Ampney Crucis is a village and civil parish in the Cotswolds, part of the Cotswold District of Gloucestershire, England.

The village is in the Ampney-Coln electoral ward. This ward stretches from Ampney Crucis to Coln St. Dennis in the north. The total population of the ward at the 2011 census was 1,884.

The Ampney Brook, a tributary of the River Thames, flows through the village, which is near the smaller villages of Ampney St Mary and Ampney St Peter, and about 3 miles (5 km) east of Cirencester. The village takes its name (Latin for "Ampney of the Cross") from the brook and the 15th century cross in the churchyard of the parish church, the Church of the Holy Rood. This church is a Grade I listed building and the cross is also Grade I listed. The church has Saxon foundations, some Norman structure and some features built in later periods. The tower dates from the 15th century.
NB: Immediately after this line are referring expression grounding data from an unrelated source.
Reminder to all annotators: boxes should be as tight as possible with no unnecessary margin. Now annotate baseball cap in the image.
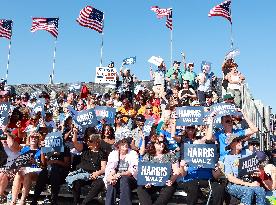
[173,60,181,65]
[223,93,234,100]
[225,134,242,150]
[135,114,146,122]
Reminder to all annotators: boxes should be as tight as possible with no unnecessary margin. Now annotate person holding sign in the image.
[66,133,107,205]
[224,134,266,205]
[104,138,138,205]
[178,80,197,106]
[137,136,179,205]
[206,110,258,161]
[10,132,42,205]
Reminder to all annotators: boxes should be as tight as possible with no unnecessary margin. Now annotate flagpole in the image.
[170,29,173,66]
[100,15,105,67]
[230,23,234,49]
[50,38,57,84]
[5,40,12,83]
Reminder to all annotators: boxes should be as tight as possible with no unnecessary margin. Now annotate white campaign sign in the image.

In 1671 when households were assessed for the hearth tax, Ampney House was described as a "modest mansion in a park" and had ten hearths, while the Lloyds, the only other gentry family in the village, had seven hearths. Of the remaining dwellings with hearths, ten were exempt on the grounds of poverty while the remaining households each had a single hearth. At that time, apart from the lord of the manor and the Lloyds, the inhabitants of the parish were mostly their tenants; labourers, husbandmen and craftsmen, each with their own patch of ground to supply the family with food.

At the time of the 1086 Domesday Book, the manor was held by Turstin FitzRolf.